The newest study conducted by Cancer Research UK shows that, out of a total of six countries, England is the worst off when it comes to the survival rates of cancer patients, and in some cases the difference in percentage with the highest rates is 12%.

The study looked at six different types of cancer – stomach cancer, colon cancer, rectum cancer, lung cancer, as well as ovarian cancer. For all but one of these types of cancer, England had by far the lowest rates of survival. The five other countries involved in the research were Australia, Canada, Norway, Sweden, and Denmark.

The reason for these results, the experts say, is the poor care that the patients the UK receive. Still, there are signs of improvement over the last surveys of this kind.

This particular one looked at four million patients who had been diagnosed with cancer in the six countries, and monitored their conditions over fifteen years. This comes to rule out the possibility that the results only reflect the reality over a short period of time. They do not. It’s been so for 15 long years, between 1995 and 2009.

It is indeed possible that this is why the NHS has decided to take a more stalwart stance against this deadly disease.
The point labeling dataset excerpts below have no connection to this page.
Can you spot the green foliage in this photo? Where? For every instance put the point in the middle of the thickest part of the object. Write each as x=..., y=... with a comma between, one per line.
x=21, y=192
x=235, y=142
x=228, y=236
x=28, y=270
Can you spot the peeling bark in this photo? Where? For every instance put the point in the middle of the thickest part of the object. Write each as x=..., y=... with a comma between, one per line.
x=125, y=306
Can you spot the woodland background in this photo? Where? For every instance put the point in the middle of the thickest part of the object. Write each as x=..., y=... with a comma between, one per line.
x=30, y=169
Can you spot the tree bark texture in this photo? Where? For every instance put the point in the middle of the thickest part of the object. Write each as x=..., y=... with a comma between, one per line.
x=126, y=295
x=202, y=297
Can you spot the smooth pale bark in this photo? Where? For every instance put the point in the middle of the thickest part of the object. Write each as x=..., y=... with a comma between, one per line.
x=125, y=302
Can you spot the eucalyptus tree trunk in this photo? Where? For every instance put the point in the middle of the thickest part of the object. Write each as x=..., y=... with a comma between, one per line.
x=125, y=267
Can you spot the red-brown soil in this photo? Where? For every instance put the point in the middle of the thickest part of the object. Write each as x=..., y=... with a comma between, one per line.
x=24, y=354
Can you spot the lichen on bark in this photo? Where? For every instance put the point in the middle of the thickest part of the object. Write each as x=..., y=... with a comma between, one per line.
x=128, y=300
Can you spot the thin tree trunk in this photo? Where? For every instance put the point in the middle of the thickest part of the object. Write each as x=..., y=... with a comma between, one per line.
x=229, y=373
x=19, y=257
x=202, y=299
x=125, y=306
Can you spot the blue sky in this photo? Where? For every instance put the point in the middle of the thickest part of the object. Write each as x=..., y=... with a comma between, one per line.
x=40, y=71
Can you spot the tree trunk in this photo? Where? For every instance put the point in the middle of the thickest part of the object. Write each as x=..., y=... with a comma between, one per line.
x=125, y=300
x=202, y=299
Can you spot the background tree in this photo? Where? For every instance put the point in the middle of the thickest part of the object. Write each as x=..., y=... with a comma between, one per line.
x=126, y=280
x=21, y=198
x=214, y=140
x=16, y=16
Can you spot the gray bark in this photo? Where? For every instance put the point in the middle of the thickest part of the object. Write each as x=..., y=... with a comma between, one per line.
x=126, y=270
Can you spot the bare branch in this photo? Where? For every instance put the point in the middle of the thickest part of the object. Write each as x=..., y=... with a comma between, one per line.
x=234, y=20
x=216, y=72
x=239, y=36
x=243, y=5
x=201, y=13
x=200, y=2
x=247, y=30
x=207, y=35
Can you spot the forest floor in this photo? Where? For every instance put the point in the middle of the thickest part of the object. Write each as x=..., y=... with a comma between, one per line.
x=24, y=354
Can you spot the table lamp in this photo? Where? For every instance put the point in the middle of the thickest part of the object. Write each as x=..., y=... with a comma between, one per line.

The survival rate encompasses those who have been diagnosed with one form of the affection or the other, and manage to survive it for at least five years. In England, patients diagnosed between 2005 and 2009 had between 5 and 12 percent chance of survival over five years.

Another finding of the study is that not only is cancer treated poorly in the whole country, it’s treated better in London than in provincial areas. The research center warns that this should not be the case and raises the question of healthcare equality.

The best results overall were shown in Australia and Sweden, while Canada and Norway both fared well in Lung and Rectum cancer respectively. Surprisingly, Denmark was second last after England, and in the Stomach Cancer results it took the last place. Unfortunately, this study did not analyze any cases from the US.